Henry Taylor, Warning shots not required, 2011

A muscular figure with dark skin and an afro wears a blue-grey prison jumpsuit. In the background is a yellowish-brown floor, a grey wall, and a thin strip of blue sky above it. The words "warning shots not required" are written in black letters on the top center of the piece. Glimpses of other figures and objects appear throughout the painting.
A muscular figure with dark skin and an afro wears a blue-grey prison jumpsuit. In the background is a yellowish-brown floor, a grey wall, and a thin strip of blue sky above it. The words "warning shots not required" are written in black letters on the top center of the piece. Glimpses of other figures and objects appear throughout the painting.

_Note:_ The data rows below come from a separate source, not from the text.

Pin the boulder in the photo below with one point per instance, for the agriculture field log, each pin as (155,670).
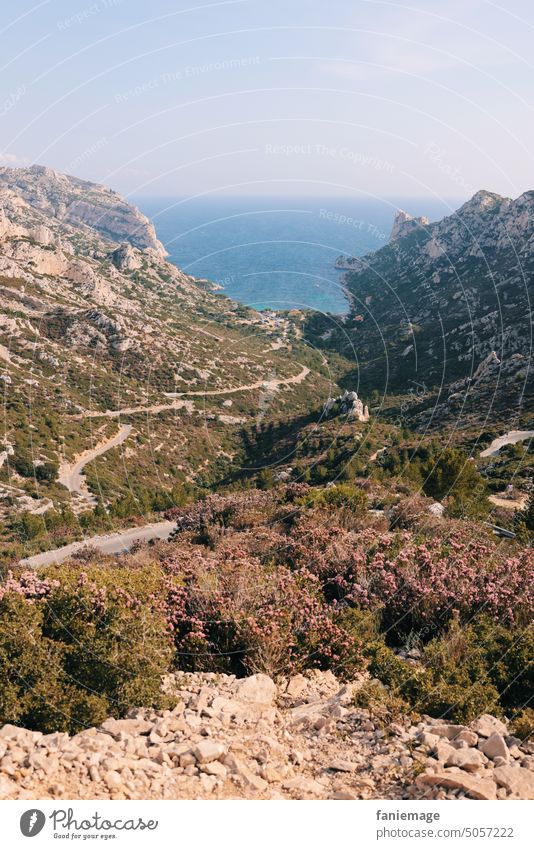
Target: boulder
(297,686)
(208,750)
(517,781)
(469,759)
(486,724)
(114,727)
(450,732)
(495,747)
(476,788)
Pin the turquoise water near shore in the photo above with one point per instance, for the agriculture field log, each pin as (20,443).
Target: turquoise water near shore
(277,253)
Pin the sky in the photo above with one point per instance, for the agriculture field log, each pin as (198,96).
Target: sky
(376,98)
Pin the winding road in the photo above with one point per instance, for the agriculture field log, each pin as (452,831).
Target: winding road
(113,543)
(268,385)
(71,474)
(509,438)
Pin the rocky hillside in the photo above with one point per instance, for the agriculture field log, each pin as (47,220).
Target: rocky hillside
(96,327)
(81,204)
(231,738)
(444,311)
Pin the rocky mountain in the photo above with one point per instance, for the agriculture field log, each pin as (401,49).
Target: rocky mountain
(81,204)
(97,328)
(443,311)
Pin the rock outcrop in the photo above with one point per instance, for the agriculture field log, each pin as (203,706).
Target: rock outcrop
(347,404)
(449,304)
(404,224)
(248,738)
(79,202)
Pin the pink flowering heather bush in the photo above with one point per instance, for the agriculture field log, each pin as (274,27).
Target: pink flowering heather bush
(273,582)
(235,614)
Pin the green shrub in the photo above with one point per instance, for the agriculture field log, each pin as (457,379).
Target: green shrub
(338,496)
(94,646)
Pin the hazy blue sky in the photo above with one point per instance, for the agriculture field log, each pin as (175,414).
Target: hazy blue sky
(294,97)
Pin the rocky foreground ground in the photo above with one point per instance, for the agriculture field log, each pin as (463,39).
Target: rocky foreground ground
(247,738)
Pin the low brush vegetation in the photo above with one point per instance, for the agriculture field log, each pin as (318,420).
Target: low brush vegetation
(279,581)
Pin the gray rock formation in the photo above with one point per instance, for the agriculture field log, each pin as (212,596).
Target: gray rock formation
(349,405)
(79,202)
(404,224)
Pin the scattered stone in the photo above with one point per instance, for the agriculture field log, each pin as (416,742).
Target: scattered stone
(476,788)
(486,725)
(227,739)
(208,750)
(340,765)
(258,689)
(469,759)
(518,782)
(495,747)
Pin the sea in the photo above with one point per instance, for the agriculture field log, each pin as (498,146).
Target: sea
(277,253)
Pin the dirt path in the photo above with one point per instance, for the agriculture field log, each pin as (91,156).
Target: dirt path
(71,474)
(268,385)
(509,438)
(107,543)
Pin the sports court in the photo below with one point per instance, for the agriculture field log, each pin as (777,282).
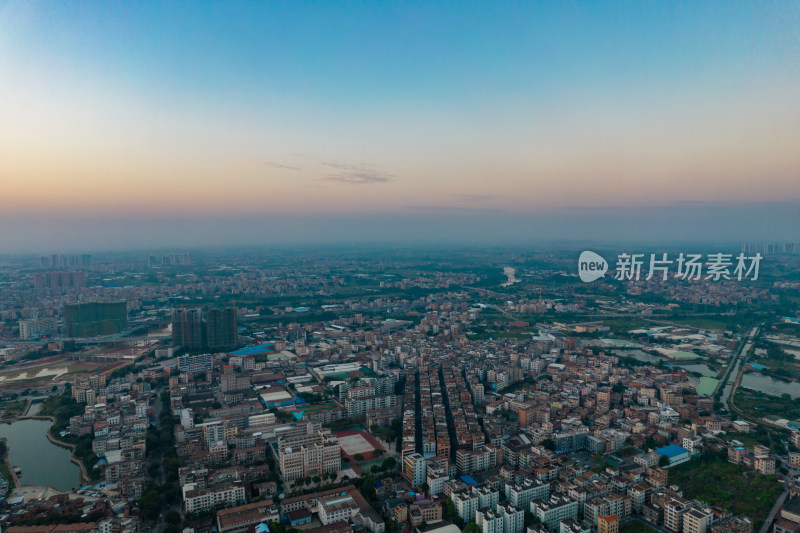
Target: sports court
(357,442)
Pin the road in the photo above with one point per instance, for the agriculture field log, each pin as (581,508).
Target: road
(735,368)
(775,508)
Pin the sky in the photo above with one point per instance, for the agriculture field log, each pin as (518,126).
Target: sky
(135,124)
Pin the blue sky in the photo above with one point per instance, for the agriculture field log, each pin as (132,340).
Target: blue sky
(207,111)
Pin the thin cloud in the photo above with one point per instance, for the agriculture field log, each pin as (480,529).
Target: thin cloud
(358,178)
(273,164)
(354,174)
(453,208)
(474,198)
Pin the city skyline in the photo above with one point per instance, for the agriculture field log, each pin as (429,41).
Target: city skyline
(161,124)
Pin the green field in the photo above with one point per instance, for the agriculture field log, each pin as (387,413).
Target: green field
(707,385)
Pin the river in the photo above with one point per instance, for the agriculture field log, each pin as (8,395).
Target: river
(767,385)
(42,462)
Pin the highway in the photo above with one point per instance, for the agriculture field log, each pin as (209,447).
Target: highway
(735,368)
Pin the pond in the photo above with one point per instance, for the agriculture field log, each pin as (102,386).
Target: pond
(42,462)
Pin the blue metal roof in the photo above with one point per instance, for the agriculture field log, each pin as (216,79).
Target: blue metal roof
(672,450)
(252,350)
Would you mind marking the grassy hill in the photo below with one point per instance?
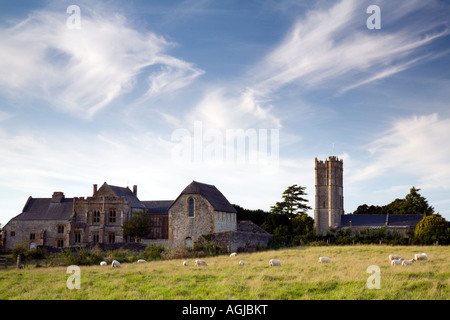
(299, 277)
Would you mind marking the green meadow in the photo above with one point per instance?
(301, 276)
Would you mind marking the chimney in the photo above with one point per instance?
(57, 197)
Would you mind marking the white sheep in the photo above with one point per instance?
(394, 257)
(324, 259)
(115, 264)
(200, 263)
(421, 256)
(274, 263)
(396, 262)
(408, 262)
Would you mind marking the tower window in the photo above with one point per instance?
(191, 208)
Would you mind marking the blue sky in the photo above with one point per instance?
(145, 92)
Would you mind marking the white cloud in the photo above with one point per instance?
(81, 71)
(417, 146)
(332, 47)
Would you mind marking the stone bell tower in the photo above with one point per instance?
(329, 205)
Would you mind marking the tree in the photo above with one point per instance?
(413, 203)
(293, 203)
(138, 225)
(431, 229)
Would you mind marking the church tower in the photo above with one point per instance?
(329, 205)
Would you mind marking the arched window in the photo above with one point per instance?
(188, 242)
(191, 208)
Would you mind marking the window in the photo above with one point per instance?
(112, 216)
(96, 218)
(191, 208)
(77, 236)
(188, 242)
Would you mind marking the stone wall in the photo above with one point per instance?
(181, 226)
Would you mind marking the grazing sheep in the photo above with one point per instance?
(421, 256)
(396, 262)
(324, 259)
(394, 257)
(274, 263)
(408, 262)
(200, 263)
(115, 264)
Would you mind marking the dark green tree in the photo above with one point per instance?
(139, 225)
(430, 229)
(293, 202)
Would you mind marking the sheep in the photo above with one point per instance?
(115, 264)
(200, 263)
(274, 263)
(394, 257)
(408, 262)
(396, 262)
(421, 256)
(324, 259)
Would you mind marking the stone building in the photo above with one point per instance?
(78, 222)
(329, 205)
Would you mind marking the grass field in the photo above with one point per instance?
(299, 277)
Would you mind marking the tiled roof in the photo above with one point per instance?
(157, 206)
(45, 209)
(127, 193)
(380, 220)
(212, 194)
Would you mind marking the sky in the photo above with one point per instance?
(243, 95)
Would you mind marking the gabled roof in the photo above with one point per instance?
(125, 192)
(211, 193)
(46, 209)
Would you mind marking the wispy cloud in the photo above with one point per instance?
(81, 71)
(332, 47)
(416, 146)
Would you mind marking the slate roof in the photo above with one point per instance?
(127, 193)
(157, 206)
(379, 220)
(212, 194)
(45, 209)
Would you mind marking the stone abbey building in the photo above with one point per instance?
(329, 204)
(81, 221)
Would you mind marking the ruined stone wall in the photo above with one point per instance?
(46, 233)
(181, 226)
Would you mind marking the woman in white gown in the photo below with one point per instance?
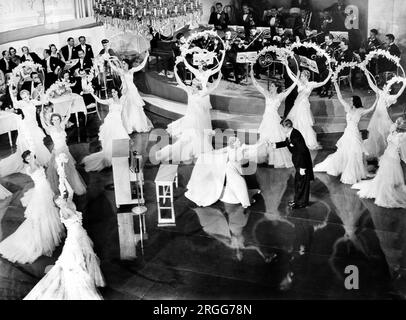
(133, 115)
(380, 123)
(111, 129)
(193, 131)
(388, 187)
(217, 175)
(42, 230)
(56, 129)
(4, 193)
(30, 136)
(270, 129)
(348, 160)
(301, 114)
(76, 274)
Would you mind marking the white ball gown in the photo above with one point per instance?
(348, 159)
(42, 230)
(4, 193)
(217, 175)
(271, 130)
(30, 137)
(73, 177)
(192, 132)
(388, 187)
(133, 115)
(302, 117)
(111, 129)
(379, 128)
(76, 274)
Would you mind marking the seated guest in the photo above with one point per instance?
(107, 49)
(52, 66)
(54, 52)
(16, 59)
(30, 56)
(69, 51)
(87, 48)
(6, 65)
(219, 18)
(247, 20)
(84, 63)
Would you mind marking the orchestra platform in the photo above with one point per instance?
(240, 107)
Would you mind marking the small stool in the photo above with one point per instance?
(167, 176)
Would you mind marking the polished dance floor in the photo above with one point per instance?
(224, 251)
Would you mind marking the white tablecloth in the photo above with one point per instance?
(8, 123)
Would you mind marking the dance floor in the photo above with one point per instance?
(225, 252)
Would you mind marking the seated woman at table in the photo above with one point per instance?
(30, 135)
(56, 129)
(111, 129)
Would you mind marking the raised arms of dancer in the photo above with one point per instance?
(316, 85)
(142, 65)
(345, 104)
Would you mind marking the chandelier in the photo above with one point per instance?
(139, 16)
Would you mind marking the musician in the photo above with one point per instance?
(393, 50)
(219, 18)
(247, 20)
(337, 13)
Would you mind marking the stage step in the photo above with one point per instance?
(239, 122)
(236, 99)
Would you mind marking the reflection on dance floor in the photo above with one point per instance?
(226, 252)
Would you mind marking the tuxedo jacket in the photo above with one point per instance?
(301, 157)
(34, 57)
(220, 23)
(3, 66)
(88, 51)
(55, 62)
(65, 52)
(87, 65)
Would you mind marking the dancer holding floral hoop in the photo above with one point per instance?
(301, 114)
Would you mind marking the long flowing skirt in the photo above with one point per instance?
(4, 193)
(271, 130)
(348, 159)
(388, 187)
(111, 129)
(378, 131)
(76, 273)
(302, 118)
(72, 175)
(133, 115)
(40, 233)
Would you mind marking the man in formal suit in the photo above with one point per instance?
(301, 160)
(219, 18)
(30, 56)
(87, 48)
(52, 66)
(6, 65)
(393, 50)
(69, 52)
(84, 63)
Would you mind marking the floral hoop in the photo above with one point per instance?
(317, 48)
(344, 65)
(18, 71)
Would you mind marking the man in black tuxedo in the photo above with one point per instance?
(301, 160)
(87, 48)
(6, 65)
(69, 52)
(84, 63)
(219, 18)
(52, 66)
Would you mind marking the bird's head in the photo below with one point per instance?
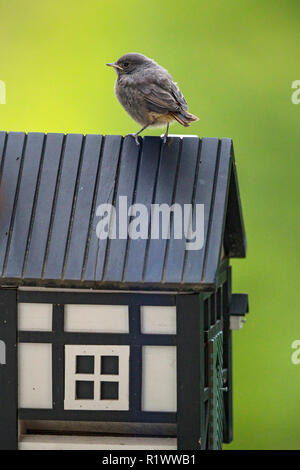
(130, 62)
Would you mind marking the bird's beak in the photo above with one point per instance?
(114, 65)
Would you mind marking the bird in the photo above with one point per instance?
(148, 93)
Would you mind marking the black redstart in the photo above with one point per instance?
(149, 95)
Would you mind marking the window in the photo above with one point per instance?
(96, 377)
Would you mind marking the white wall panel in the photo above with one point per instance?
(35, 375)
(159, 378)
(96, 318)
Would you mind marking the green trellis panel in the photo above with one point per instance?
(216, 392)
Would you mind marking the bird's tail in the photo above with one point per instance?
(184, 118)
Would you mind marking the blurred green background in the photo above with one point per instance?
(235, 63)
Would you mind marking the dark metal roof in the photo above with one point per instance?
(52, 184)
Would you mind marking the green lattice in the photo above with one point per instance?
(216, 391)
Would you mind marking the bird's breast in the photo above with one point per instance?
(131, 100)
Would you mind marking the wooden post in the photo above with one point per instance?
(190, 372)
(8, 370)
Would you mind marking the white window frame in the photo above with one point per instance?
(71, 352)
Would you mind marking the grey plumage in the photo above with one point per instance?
(147, 92)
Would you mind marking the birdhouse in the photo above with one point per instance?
(116, 310)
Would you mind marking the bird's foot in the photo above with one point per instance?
(136, 138)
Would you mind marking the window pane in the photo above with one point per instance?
(34, 317)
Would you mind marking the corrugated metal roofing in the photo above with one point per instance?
(52, 184)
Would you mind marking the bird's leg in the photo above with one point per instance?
(136, 135)
(166, 134)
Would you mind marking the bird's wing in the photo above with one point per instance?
(163, 97)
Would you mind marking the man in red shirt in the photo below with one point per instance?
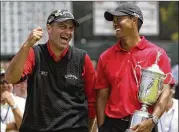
(60, 94)
(116, 82)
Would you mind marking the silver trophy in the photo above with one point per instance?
(151, 85)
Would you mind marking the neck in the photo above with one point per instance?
(128, 42)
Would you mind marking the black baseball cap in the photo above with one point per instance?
(123, 10)
(3, 72)
(60, 16)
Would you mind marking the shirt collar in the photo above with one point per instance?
(56, 58)
(141, 45)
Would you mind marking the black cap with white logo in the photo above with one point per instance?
(60, 16)
(123, 10)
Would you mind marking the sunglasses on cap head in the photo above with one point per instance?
(3, 82)
(117, 19)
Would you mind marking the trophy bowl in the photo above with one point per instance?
(151, 86)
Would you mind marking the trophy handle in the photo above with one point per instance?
(170, 79)
(137, 81)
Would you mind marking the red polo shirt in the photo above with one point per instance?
(88, 74)
(115, 71)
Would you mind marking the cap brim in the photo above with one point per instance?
(76, 23)
(108, 15)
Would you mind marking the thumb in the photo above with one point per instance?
(134, 127)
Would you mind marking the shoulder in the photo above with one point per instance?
(153, 46)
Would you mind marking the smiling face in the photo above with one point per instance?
(60, 33)
(124, 25)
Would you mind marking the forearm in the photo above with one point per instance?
(11, 126)
(101, 103)
(15, 69)
(162, 102)
(18, 117)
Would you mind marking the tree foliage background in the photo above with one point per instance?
(169, 20)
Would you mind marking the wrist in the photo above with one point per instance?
(26, 46)
(14, 106)
(154, 119)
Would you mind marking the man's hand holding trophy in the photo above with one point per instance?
(150, 87)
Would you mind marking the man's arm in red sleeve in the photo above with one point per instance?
(89, 79)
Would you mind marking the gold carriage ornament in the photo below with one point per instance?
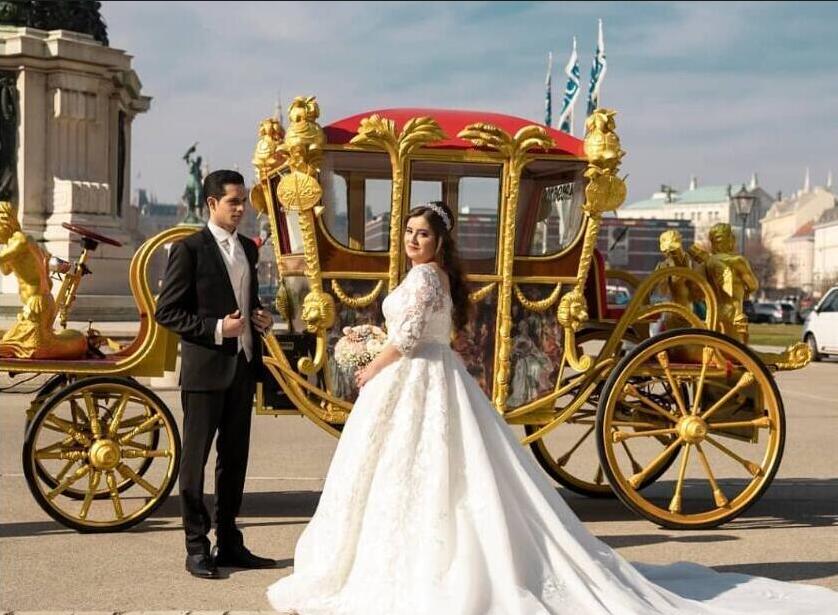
(607, 408)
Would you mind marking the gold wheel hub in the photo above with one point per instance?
(105, 455)
(692, 429)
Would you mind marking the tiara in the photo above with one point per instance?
(446, 219)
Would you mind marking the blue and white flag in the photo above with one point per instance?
(548, 95)
(571, 91)
(597, 73)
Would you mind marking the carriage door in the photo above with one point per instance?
(472, 191)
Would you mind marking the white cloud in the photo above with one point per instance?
(684, 104)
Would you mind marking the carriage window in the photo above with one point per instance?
(549, 207)
(357, 189)
(472, 191)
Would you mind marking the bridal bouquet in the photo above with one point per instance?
(359, 346)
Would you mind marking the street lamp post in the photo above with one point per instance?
(743, 203)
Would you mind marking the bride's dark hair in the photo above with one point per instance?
(448, 257)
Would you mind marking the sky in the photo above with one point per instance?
(711, 89)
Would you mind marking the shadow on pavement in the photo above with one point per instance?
(788, 503)
(784, 571)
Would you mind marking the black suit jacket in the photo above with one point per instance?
(196, 294)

Henry Taylor, Warning shots not required, 2011. Acrylic, charcoal, and collage on canvas, 75 1/4 × 262 1/4 × 1 3/4 in. (191.1 × 666.1 × 4.5 cm). The Museum of Contemporary Art, Los Angeles; purchase with funds provided by the Acquisition and Collection Committee. © Henry Taylor. Courtesy the artist and Hauser & Wirth. Photograph by Brian Forrest

This painting features Stanley “Tookie” Williams—the larger-than-life cofounder of the notorious Los Angeles street gang the Crips, professional bodybuilder, and convicted murderer, who in his later years became an advocate for antigang education while serving a death-row sentence at San Quentin State Prison. Taylor paints Williams standing amid an array of symbolic motifs in front of a high prison wall. The image of the horse, which figures in this and many of Taylor’s other works, may refer to the artist’s grandfather, a horse trainer, who was ambushed and shot to death by white vigilantes in Texas in 1933. The work’s title, stenciled onto the composition, refers to policies that allow police officers to fire often deadly shots without warning if they consider themselves or another individual to be in imminent danger.